Une personne qui occupe plusieurs rôles dans l'industrie cinématographique a découvert de manière fortuite une variété de petits détails qui annonçaient les effets spéciaux.
Une personne qui occupe plusieurs rôles dans l'industrie cinématographique, tels que scénariste, réalisatrice, directrice de production, directrice artistique et régisseuse, a découvert de nombreux petits astuces liés aux effets spéciaux de manière fortuite. Ces astuces incluent le tournage inversé pour montrer une maison s'écroulant puis se reconstruisant, l'utilisation de ralentis et accélérations pour manipuler le mouvement, les superpositions et les fondus pour évoquer des rêves, etc.
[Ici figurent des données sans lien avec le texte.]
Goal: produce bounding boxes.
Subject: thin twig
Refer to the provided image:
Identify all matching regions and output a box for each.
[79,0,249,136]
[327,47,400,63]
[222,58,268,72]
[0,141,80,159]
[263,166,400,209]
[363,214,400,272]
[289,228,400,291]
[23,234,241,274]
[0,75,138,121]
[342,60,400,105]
Malgré des outils peu avancés et difficiles à manipuler, elle se distingue par son imagination, son humour et son approche originale même pour des genres classiques comme le western. Sa liberté de ton est évidente dès ses titres tels que "J'ai un insecte dans mon pantalon", "Maïeuticienne de haut niveau" et "La routine de monsieur pendant son bain". Dans "Madame a des envies", elle décrit les besoins d'une femme enceinte. Dans "Les Résultats du féminisme", elle imagine les hommes à la cuisine et les femmes aux affaires tout en socialisant.
Talent incroyable
Sa vie personnelle est assez ordinaire. Après de nombreuses années en tant que célibataire, Alice Guy se marie plus tard avec un collègue, Herbert Blaché, qu'elle suit aux Etats-Unis pour aider à la commercialisation du chronophone (précurseur du cinéma sonore) pour Gaumont. Pendant qu'elle s'occupe de leurs deux enfants, Simone et Reginald, elle fonde en 1910 la Solax, une société de production éphémère qui fait faillite lorsque son mari en reprend le contrôle.
Après les comportements scandaleux d'Herbert et sa décision de partir sur la côte ouest avec une starlette, le couple décide de divorcer. La carrière d'Alice Guy connait une évolution contrastée, passant d'un début flamboyant à une période plus difficile. Malgré des allers-retours fréquents entre les Etats-Unis et l'Europe, elle peine à retrouver sa place dans l'industrie du cinéma. Cependant, elle conserve une certaine renommée aux Etats-Unis. Martin Scorsese la décrit comme une réalisatrice exceptionnelle, dotée d'une sensibilité rare, d'un regard poétique et d'un instinct remarquable pour choisir les lieux de tournage.